Christ, save me! When he’d run over that mess last night, he’d almost emptied his own bowels. His foot had stuck on something, and when he looked down he thought it was a lump of pig’s liver, until he realized it came from no pig, and that was when he collapsed and threw up. He couldn’t think straight.
It was like being in a trance. The First Finder always woke the neighbours to witness the death, and they raised the hue and cry together. Last night he’d banged on Moll’s door first because he recognized it.
Shit, she’d scared Rob! She’d had the door open in a flash when he banged on it, and a man pelted into him, running off into the night almost immediately. She told him the sod was nothing to do with this, he was a well-paying bedmate, but it’d embarrass his wife if she learned he’d been here, so Rob agreed to forget him.
Moll was clever. She took charge: he was drunk, as she said, and it would be better if he ‘found’ the body in the morning. Men had been executed for less than being drunk in the presence of a body, and if the city’s sergeants found an easy answer, they’d stop looking for a killer.

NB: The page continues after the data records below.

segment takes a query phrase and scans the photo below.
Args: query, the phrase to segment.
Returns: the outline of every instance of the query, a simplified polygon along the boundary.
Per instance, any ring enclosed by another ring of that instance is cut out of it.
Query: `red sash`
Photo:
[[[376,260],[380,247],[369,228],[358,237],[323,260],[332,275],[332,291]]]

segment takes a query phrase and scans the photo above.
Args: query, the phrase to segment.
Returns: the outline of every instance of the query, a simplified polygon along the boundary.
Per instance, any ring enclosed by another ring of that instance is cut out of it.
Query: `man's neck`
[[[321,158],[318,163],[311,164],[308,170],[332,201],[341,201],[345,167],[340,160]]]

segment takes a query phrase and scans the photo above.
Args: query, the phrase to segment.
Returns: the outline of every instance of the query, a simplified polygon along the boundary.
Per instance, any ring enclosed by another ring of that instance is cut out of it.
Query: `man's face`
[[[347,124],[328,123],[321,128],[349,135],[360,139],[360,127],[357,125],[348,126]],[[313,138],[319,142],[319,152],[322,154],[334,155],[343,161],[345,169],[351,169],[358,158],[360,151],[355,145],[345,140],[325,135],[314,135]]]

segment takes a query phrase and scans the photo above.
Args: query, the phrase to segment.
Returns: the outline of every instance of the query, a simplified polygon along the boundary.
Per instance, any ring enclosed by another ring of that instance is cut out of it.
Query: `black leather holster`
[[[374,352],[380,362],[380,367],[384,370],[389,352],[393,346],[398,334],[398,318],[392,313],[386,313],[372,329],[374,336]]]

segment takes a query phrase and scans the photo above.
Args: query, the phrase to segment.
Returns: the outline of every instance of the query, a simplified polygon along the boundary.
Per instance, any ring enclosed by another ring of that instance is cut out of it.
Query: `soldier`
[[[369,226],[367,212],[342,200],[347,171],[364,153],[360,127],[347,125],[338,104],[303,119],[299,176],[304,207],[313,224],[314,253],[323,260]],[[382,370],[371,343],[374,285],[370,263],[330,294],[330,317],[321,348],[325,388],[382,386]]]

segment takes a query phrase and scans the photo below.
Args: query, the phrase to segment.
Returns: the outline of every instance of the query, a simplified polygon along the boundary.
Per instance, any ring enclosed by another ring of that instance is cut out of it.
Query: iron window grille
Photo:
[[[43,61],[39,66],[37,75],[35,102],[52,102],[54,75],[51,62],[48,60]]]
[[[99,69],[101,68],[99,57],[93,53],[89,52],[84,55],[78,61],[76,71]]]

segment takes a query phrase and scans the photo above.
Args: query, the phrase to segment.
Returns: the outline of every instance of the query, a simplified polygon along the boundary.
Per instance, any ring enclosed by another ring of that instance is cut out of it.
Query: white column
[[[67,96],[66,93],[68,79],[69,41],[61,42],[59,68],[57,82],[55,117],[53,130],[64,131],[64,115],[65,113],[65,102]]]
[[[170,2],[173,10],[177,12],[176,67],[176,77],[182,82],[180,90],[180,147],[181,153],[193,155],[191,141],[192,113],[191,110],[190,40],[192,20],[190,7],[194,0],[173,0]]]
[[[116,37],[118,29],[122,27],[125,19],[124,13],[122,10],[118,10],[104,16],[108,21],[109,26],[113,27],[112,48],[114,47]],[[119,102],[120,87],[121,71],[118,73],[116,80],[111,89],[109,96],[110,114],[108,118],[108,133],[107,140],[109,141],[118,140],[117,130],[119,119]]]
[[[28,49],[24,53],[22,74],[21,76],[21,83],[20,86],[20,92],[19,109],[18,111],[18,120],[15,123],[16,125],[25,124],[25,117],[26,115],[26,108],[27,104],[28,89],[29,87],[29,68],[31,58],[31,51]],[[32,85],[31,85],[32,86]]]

Now he thought about it, the man was curious. Strange for him to be up and bolt from a whore’s house just because someone knocked. If he feared his wife finding him, why didn’t he just hide and let her open the door? Rob wondered who the man was. All he’d seen was the shadow of dark cloak. He’d worn a cowl that covered his face; not that it was needed in the gloom of the alley.
Wandering here today, the previous night had seemed dream-like. Andrew missing, Will dead…he came back hoping it was a dream, but there was Will, so he raised the neighbours, and the hue and cry.
Not that it was much help. The neighbours were here now, shivering in the cool morning air. An old candlemaker and his woman, a dyer and a tawyer with a daughter. None of them sharp witted, none of them heard the attack. All denied hearing anything.
Neither had Rob, come to that. And he couldn’t have been far behind Will when whoever it was did this to him. The bastard was still warm when Rob fell over him.